Formosa: fuego, miedo e impunidad para quienes piensan distinto
leonardo fernández acosta
En Formosa, la violencia política ya no se esconde: se organiza, se ejecuta y se tolera. Lo ocurrido en los barrios Lote 111, ahora Salvador Gurrieri —con ataques incendiarios contra familias que se animaron a pensar diferente— no puede ser relativizado ni minimizado como simples conflictos vecinales. Aquí hablamos de intentos de homicidio, de amenazas explícitas, de patotas con nombres y apellidos que operan bajo la sombra protectora del poder.
Las denuncias fueron radicadas. La policía tomó nota. La justicia dice investigar. Pero, mientras tanto, las víctimas tuvieron que escapar de sus casas en llamas con bebés y niños discapacitados en brazos. La impunidad no se mide en expedientes ni en plazos procesales: se mide en el silencio de las instituciones que deberían proteger a los ciudadanos, en la inacción que deja a los agresores libres para volver a atacar.
No son hechos aislados. Se trata de una escalada que se repite con un mismo patrón: la disidencia castigada, la militancia opositora perseguida, los espacios sociales independientes presionados hasta doblegarse o desaparecer. El clientelismo político en Formosa no se conforma con disciplinar; ahora busca infundir terror. Quien no se alinea, arde. Quien resiste, corre el riesgo de ser señalado y perseguido.
La violencia política en la provincia es el síntoma más brutal de un régimen que lleva más de tres décadas en el poder y que naturalizó la persecución al diferente. Cuando familias enteras deben pedir auxilio porque las quieren quemar vivas por participar de un operativo del PAMI, no hablamos de diferencias partidarias: hablamos de la degradación absoluta de la democracia.

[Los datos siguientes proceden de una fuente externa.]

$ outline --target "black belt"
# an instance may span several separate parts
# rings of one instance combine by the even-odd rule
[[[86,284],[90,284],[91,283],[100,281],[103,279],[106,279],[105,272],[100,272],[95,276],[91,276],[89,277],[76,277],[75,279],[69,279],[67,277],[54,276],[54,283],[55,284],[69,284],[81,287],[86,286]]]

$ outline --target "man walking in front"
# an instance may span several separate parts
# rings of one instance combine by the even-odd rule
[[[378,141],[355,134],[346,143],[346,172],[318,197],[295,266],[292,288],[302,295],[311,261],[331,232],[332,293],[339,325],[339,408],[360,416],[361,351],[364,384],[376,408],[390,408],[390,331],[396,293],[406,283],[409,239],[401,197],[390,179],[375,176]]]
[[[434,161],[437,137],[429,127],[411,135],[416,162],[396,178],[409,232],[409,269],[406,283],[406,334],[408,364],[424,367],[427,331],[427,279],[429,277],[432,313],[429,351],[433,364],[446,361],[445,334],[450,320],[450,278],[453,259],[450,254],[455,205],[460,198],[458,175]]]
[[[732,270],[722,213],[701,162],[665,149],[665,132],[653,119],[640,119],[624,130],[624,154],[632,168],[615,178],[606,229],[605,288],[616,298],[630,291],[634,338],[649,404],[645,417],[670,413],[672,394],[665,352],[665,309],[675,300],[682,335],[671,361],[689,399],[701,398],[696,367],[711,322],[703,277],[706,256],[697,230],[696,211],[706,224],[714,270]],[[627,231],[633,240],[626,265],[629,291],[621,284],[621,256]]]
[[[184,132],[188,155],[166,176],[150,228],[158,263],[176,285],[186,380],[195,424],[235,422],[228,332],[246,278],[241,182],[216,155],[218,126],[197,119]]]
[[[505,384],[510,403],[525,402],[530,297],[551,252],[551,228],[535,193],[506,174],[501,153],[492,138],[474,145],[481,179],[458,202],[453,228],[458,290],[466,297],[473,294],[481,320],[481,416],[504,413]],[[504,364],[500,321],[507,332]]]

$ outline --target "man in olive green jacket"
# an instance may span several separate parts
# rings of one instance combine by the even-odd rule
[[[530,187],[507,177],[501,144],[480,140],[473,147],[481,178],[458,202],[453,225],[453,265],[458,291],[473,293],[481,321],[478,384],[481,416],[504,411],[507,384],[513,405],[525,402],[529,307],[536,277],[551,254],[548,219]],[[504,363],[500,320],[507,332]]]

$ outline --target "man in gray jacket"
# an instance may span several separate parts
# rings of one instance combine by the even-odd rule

El juez a cargo insiste en que “no hay presiones políticas” sobre la investigación. Tal vez sea cierto en su fuero íntimo. Pero mientras tanto, las víctimas viven con miedo, los agresores siguen libres y el poder político se mantiene en un silencio cómplice. Ese vacío es también impunidad.
Formosa se ha convertido en un laboratorio del miedo. Y la violencia que hoy recae sobre una familia, mañana puede alcanzar a cualquier ciudadano que se atreva a disentir. Por eso, lo que está en juego no es solo la seguridad de unas pocas víctimas, sino el derecho de toda una sociedad a vivir sin temor a ser castigada por pensar distinto.
La democracia no puede tolerar que se apague con fuego lo que debería discutirse con ideas. Y el silencio institucional no es neutralidad: es el combustible que alimenta la hoguera.